Маленькая фигурка моего отца - [70]

Шрифт
Интервал

Однако отец, записывая на магнитофон все подряд, преследовал явно не те цели, в которых его подозревала бабушка. «Остановись, мгновение», — словно говорил он, не важно, так ли уж прекрасно было это мгновение или нет. Дожидаться прекрасных мгновений человеку, почти каждую неделю выхаркивавшему ошметки своей больной печени, было недосуг. И мгновение останавливалось, и его можно было воспроизводить сколько душе угодно, хотя и за счет тех мгновений будущего, что придется потратить на его воспроизведение.

Во времена его безумного увлечения узкопленочными фильмами, которое началось вскоре после его перехода в «АРБАЙТЕРЦАЙТУНГ», если мгновения, которые он хотел запечатлеть, оказывались не столь уж прекрасны, нам полагалось делать вид, что они именно таковы. Например, в Рождество: отец исчезал за дверью детской, звонил, мы отворяли, свечи горели, мы бросались в комнату. А он подстерегал нас под елкой, держа камеру наготове, в ожидании рождественской радости, которой надлежало максимально эффектно предстать на кинопленке. «Нет, что-то вы плохо радовались, возвращайтесь-ка в кухню, вбегайте в детскую еще раз и радуйтесь как следует…»

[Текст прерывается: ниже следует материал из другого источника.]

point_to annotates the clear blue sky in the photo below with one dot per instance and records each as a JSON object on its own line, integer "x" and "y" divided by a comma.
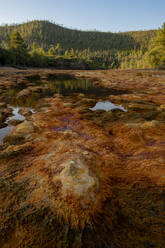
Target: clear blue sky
{"x": 104, "y": 15}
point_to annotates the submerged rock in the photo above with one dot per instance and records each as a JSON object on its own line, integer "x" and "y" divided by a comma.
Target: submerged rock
{"x": 71, "y": 177}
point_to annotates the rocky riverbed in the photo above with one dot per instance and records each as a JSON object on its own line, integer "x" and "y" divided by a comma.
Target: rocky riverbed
{"x": 72, "y": 175}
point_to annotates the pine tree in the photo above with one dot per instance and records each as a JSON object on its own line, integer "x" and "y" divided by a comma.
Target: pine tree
{"x": 157, "y": 53}
{"x": 18, "y": 49}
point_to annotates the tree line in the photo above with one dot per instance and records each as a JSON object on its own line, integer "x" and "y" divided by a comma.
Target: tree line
{"x": 144, "y": 49}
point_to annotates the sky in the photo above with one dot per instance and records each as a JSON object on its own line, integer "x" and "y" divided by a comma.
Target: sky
{"x": 103, "y": 15}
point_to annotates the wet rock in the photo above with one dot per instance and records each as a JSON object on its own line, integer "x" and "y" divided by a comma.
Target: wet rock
{"x": 3, "y": 105}
{"x": 14, "y": 122}
{"x": 25, "y": 111}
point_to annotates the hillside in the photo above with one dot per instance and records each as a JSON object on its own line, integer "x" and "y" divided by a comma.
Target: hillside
{"x": 45, "y": 33}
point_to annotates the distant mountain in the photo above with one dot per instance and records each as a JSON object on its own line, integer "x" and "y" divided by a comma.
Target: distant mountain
{"x": 45, "y": 33}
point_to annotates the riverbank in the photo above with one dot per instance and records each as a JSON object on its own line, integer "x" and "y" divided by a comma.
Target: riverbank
{"x": 74, "y": 177}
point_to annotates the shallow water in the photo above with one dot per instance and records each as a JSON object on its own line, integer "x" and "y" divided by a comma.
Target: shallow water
{"x": 107, "y": 106}
{"x": 65, "y": 87}
{"x": 62, "y": 86}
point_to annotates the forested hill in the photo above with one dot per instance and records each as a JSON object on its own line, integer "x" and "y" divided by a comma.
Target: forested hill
{"x": 45, "y": 33}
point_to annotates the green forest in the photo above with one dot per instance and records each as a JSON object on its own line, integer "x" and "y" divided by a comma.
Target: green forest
{"x": 46, "y": 44}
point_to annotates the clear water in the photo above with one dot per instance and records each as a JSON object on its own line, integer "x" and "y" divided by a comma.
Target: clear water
{"x": 60, "y": 86}
{"x": 16, "y": 116}
{"x": 65, "y": 87}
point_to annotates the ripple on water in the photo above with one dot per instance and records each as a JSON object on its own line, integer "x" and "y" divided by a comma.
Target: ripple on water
{"x": 16, "y": 116}
{"x": 107, "y": 106}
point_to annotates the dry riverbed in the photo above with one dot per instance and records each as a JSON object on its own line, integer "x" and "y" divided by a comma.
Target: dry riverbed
{"x": 86, "y": 168}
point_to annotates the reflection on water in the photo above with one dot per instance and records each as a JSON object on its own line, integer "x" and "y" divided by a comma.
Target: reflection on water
{"x": 4, "y": 131}
{"x": 66, "y": 87}
{"x": 16, "y": 116}
{"x": 49, "y": 88}
{"x": 107, "y": 105}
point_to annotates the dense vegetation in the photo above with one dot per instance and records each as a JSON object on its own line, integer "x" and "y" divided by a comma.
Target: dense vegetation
{"x": 41, "y": 43}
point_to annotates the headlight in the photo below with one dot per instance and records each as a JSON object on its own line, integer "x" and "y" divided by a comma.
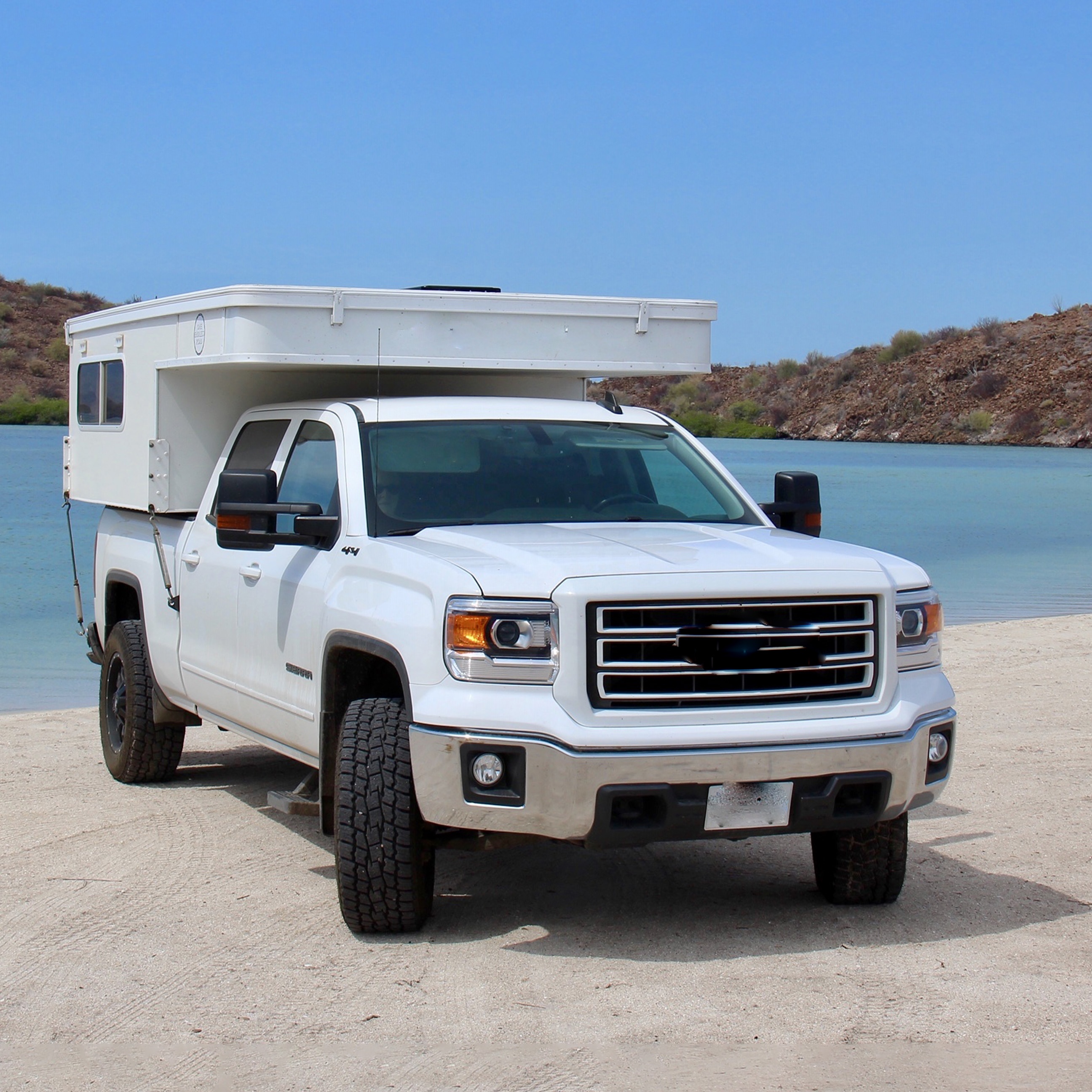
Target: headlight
{"x": 919, "y": 619}
{"x": 502, "y": 640}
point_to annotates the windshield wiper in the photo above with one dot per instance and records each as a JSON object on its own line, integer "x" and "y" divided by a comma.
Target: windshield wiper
{"x": 414, "y": 531}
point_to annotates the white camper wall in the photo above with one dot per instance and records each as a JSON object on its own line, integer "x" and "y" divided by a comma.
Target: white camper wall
{"x": 110, "y": 463}
{"x": 195, "y": 364}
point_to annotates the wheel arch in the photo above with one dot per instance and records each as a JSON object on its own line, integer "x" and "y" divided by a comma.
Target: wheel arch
{"x": 124, "y": 600}
{"x": 353, "y": 666}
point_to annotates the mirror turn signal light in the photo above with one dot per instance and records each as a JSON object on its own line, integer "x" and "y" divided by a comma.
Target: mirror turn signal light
{"x": 233, "y": 522}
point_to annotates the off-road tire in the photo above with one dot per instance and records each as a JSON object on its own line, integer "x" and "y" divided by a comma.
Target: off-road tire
{"x": 386, "y": 866}
{"x": 135, "y": 747}
{"x": 861, "y": 867}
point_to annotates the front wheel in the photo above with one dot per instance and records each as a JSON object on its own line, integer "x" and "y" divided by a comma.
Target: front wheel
{"x": 861, "y": 867}
{"x": 385, "y": 865}
{"x": 135, "y": 747}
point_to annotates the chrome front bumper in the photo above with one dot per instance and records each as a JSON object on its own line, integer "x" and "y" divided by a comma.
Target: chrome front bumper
{"x": 563, "y": 785}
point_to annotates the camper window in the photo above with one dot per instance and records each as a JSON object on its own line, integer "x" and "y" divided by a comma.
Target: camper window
{"x": 101, "y": 392}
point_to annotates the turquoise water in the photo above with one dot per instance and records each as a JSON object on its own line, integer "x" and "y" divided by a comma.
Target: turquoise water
{"x": 1004, "y": 532}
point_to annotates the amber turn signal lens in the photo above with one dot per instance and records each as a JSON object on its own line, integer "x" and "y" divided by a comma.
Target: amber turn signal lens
{"x": 934, "y": 618}
{"x": 233, "y": 522}
{"x": 468, "y": 633}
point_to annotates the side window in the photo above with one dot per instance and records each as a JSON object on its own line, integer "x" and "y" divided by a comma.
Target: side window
{"x": 114, "y": 392}
{"x": 256, "y": 446}
{"x": 310, "y": 475}
{"x": 100, "y": 392}
{"x": 255, "y": 449}
{"x": 87, "y": 393}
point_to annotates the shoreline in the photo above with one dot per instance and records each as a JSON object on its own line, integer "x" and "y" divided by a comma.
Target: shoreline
{"x": 1081, "y": 444}
{"x": 193, "y": 921}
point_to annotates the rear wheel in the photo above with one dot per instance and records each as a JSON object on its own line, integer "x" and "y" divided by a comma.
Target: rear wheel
{"x": 385, "y": 865}
{"x": 135, "y": 747}
{"x": 861, "y": 867}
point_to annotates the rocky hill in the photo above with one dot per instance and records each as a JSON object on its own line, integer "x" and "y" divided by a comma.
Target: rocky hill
{"x": 1027, "y": 383}
{"x": 33, "y": 355}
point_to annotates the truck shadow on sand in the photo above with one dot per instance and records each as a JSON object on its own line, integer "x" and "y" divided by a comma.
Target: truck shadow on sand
{"x": 680, "y": 901}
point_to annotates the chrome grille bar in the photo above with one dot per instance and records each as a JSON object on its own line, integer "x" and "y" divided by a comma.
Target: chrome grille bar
{"x": 711, "y": 653}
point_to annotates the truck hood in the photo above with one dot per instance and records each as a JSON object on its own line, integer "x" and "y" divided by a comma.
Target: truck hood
{"x": 530, "y": 560}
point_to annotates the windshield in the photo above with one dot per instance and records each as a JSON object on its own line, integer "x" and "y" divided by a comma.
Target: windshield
{"x": 444, "y": 473}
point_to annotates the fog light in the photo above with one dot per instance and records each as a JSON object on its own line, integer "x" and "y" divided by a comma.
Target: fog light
{"x": 938, "y": 747}
{"x": 488, "y": 769}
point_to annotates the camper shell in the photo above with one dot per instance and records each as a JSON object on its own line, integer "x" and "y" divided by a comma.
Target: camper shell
{"x": 156, "y": 387}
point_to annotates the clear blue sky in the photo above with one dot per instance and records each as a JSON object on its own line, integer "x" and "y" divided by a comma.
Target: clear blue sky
{"x": 827, "y": 172}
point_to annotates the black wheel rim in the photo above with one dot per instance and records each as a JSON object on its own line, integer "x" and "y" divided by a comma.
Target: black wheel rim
{"x": 116, "y": 707}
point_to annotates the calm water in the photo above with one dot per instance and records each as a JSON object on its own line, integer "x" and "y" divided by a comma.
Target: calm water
{"x": 1004, "y": 532}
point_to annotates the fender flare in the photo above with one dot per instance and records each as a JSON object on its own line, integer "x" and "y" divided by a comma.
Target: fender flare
{"x": 328, "y": 726}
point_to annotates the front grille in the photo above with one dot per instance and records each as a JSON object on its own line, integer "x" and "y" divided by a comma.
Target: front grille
{"x": 664, "y": 656}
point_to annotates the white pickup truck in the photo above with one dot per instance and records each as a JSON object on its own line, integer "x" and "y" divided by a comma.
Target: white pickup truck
{"x": 484, "y": 619}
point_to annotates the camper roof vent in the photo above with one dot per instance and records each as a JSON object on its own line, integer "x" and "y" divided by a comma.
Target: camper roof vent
{"x": 451, "y": 287}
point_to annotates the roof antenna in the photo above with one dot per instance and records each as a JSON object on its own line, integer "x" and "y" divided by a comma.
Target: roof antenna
{"x": 610, "y": 402}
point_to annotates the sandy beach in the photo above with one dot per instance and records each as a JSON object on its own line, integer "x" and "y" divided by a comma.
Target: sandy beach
{"x": 186, "y": 936}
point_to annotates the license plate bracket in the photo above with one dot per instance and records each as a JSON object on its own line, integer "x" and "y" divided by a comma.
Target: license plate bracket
{"x": 748, "y": 805}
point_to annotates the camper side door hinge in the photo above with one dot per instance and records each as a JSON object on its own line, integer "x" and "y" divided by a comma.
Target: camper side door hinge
{"x": 159, "y": 475}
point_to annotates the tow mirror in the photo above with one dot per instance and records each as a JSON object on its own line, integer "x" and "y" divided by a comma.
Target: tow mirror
{"x": 796, "y": 503}
{"x": 247, "y": 509}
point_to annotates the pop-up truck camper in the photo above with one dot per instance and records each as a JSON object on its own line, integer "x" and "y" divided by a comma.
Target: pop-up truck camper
{"x": 395, "y": 536}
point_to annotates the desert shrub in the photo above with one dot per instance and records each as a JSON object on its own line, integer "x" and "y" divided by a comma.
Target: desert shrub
{"x": 689, "y": 395}
{"x": 57, "y": 351}
{"x": 990, "y": 329}
{"x": 711, "y": 425}
{"x": 945, "y": 333}
{"x": 903, "y": 343}
{"x": 978, "y": 421}
{"x": 40, "y": 290}
{"x": 20, "y": 410}
{"x": 1025, "y": 424}
{"x": 779, "y": 413}
{"x": 744, "y": 411}
{"x": 988, "y": 385}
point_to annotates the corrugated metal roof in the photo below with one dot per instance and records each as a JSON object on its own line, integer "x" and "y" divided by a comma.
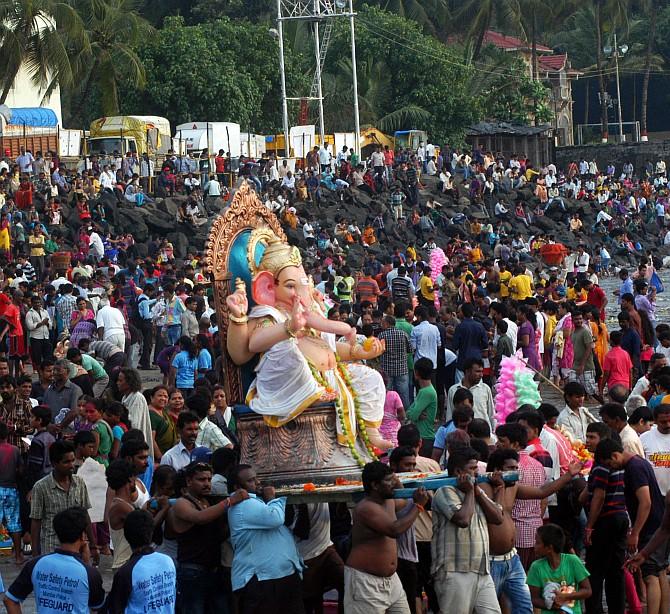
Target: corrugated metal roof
{"x": 484, "y": 128}
{"x": 503, "y": 41}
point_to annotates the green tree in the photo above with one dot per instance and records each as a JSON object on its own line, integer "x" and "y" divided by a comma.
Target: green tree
{"x": 29, "y": 36}
{"x": 113, "y": 29}
{"x": 218, "y": 71}
{"x": 433, "y": 16}
{"x": 651, "y": 9}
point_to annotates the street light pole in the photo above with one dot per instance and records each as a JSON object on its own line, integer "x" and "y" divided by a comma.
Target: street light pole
{"x": 282, "y": 70}
{"x": 319, "y": 90}
{"x": 618, "y": 89}
{"x": 357, "y": 124}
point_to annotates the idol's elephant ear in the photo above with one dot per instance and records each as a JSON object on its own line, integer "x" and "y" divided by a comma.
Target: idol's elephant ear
{"x": 263, "y": 289}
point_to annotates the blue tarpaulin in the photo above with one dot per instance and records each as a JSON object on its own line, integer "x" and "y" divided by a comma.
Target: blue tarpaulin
{"x": 36, "y": 117}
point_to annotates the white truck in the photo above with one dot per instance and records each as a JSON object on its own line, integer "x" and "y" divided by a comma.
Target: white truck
{"x": 197, "y": 136}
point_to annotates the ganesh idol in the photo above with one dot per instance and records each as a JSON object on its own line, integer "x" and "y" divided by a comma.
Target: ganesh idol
{"x": 302, "y": 362}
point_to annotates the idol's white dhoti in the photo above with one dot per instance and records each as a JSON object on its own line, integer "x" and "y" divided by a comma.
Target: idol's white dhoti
{"x": 285, "y": 386}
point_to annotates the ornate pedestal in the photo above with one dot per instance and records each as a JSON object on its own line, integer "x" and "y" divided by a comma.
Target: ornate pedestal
{"x": 304, "y": 450}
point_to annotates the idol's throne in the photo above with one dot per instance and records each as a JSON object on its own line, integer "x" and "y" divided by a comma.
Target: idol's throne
{"x": 306, "y": 449}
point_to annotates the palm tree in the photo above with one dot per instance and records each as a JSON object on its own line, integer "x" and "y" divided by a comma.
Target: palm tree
{"x": 374, "y": 85}
{"x": 651, "y": 9}
{"x": 476, "y": 17}
{"x": 432, "y": 15}
{"x": 35, "y": 34}
{"x": 113, "y": 28}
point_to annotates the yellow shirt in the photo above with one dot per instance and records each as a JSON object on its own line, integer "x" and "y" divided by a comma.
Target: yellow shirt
{"x": 521, "y": 287}
{"x": 36, "y": 245}
{"x": 505, "y": 277}
{"x": 549, "y": 328}
{"x": 426, "y": 288}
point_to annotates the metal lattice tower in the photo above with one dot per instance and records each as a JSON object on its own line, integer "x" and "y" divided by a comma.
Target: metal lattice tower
{"x": 318, "y": 12}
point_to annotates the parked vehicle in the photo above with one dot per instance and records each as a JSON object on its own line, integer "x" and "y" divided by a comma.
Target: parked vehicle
{"x": 130, "y": 133}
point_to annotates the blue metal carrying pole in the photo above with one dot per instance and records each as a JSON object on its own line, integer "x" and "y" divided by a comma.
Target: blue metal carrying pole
{"x": 509, "y": 477}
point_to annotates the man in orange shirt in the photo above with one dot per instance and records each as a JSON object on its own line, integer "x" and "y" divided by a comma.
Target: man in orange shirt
{"x": 367, "y": 289}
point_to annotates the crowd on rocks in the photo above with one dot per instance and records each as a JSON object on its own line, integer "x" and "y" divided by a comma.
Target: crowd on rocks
{"x": 438, "y": 253}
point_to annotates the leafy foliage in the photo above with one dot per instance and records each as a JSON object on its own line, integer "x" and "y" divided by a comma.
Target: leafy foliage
{"x": 406, "y": 81}
{"x": 216, "y": 71}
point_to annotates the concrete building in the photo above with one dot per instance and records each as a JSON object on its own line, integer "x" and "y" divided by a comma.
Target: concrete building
{"x": 25, "y": 94}
{"x": 555, "y": 71}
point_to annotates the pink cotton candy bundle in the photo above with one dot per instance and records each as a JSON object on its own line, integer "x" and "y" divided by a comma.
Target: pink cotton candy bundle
{"x": 436, "y": 261}
{"x": 508, "y": 394}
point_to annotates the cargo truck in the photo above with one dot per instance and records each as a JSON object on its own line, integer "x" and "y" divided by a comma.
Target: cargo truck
{"x": 130, "y": 133}
{"x": 36, "y": 129}
{"x": 198, "y": 136}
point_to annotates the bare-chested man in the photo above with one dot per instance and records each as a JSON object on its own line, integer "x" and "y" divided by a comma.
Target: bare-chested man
{"x": 507, "y": 571}
{"x": 371, "y": 584}
{"x": 461, "y": 514}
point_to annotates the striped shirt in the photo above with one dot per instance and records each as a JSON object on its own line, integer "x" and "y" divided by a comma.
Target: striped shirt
{"x": 527, "y": 514}
{"x": 367, "y": 289}
{"x": 454, "y": 548}
{"x": 393, "y": 361}
{"x": 612, "y": 483}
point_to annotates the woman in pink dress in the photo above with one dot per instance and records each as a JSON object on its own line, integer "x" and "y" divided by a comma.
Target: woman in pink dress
{"x": 394, "y": 415}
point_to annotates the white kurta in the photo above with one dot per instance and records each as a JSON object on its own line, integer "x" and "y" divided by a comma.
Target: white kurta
{"x": 284, "y": 386}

Но теперь, приближаясь к концу жизненного пути, отец совершенно перестал ценить красоту мгновения. А может быть, стал ценить ее по-другому, просто потому, что изменилось само понятие красоты. Все существующее прекрасно, поскольку оно существует. Красота мгновения отныне заключалась для отца в том, что он еще мог его пережить.

— Как схватки? — спросил я у Сони, и она ответила, что теперь примерно каждые пять минут.

— Может быть, все-таки пора вызвать «скорую»? — предложил я и стал одеваться.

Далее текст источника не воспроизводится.